|Image from www.tracyandersonmethod.com.au|
My little one, E, is 3 months old today. I can hardly believe how the time has flown and feel lucky that I got to enjoy the first few months in the sun as now the rain is setting in and I know that I will be a bit more tied to the apartment for the next 5 months.
I have also firmly entered plateauland. Why? Because I am having a hard time breaking 4 workouts a week (and I sit on my butt the rest of the day) and I have not gone any further with my diet. The reason for this was, if I am losing weight, why restrict myself further?
Welcome to further.
I have 9 more pounds of baby weight to go (and 5 additional pounds to get to my goal weight). Last week I did, as promised, start the Tracy Anderson Dance Cardio DVD. Wow. Wow. I tried the routine on Tuesday and my calves turned into ridiculously painful knots for the next 4 days from all the bouncing around. Walking across the apartment was a chore. Not quite the handi-rail incident of 2009, but there was a lot of hurt concentrated in a very small area.
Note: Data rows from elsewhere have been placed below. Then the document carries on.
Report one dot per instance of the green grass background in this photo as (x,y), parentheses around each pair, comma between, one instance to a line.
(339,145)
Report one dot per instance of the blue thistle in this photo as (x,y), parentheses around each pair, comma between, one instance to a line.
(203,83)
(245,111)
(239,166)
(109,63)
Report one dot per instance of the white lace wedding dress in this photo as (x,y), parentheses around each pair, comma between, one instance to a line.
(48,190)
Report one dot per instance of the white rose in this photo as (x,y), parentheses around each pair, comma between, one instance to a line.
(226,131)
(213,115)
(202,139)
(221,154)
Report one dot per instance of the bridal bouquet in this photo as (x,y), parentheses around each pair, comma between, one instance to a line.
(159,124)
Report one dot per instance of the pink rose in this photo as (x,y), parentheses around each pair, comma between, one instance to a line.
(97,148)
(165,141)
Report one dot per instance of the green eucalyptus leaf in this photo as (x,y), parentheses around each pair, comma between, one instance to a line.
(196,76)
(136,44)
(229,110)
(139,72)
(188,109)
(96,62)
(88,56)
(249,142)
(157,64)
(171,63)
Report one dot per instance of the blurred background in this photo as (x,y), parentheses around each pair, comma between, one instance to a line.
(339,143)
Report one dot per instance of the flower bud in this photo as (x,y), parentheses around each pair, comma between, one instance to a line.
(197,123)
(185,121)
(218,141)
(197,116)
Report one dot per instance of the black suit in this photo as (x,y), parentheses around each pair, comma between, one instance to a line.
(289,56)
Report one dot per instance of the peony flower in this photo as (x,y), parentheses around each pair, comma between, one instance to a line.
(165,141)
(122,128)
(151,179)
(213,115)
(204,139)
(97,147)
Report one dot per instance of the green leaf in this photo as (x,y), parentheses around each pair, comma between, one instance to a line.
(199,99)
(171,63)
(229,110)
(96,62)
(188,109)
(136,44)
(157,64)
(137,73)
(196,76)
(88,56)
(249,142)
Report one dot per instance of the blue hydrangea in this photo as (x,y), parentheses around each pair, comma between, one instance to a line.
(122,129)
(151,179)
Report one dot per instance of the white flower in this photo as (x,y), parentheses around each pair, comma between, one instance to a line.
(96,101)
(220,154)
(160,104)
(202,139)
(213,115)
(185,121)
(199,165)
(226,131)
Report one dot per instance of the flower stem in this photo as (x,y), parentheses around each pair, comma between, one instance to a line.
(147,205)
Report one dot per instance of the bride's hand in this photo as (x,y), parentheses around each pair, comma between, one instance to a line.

There are 8 dance routines to learn and the learning part of the DVD takes about 45 minutes. On Tracy Anderson's website, she recommends careful attention to diet while you are still learning as you won't be getting much of a cardio workout. However, as it has been months since my last cardio, I was sweaty and breathless throughout the instruction so felt pretty pleased with the workout.
What is so different about this DVD is that the actual workout contains no instruction whatsoever. It is just you and Tracy dancing, full out, to the music..at breakneck speed. So she has also kindly included an instructional portion of the tape where she breaks down each of the 8 routines for you so you can learn them. Not having any dance experience and being generally uncoordinated at high speeds, learning the dances is going to be super tough. However, it is a lot more fun learning dance routines than running to nowhere on a treadmill.
I am still committed to trying to get to 5 workouts a week. For now, I am going to do the mat workout three times a week and the dance cardio twice a week. I got up at 6:30 today, hoping to sneak in a work out...and then so did E. However, I did manage to get him back to bed so I could workout so I have to pat myself on the back for persevering.
For my eating plan, I am simply going to start paying attention to portion and type of food (no more pizza when I am too tired to cook!). I will post my food diary tomorrow so you can see what that looks like. The goal is lots of protein, whole grains and produce.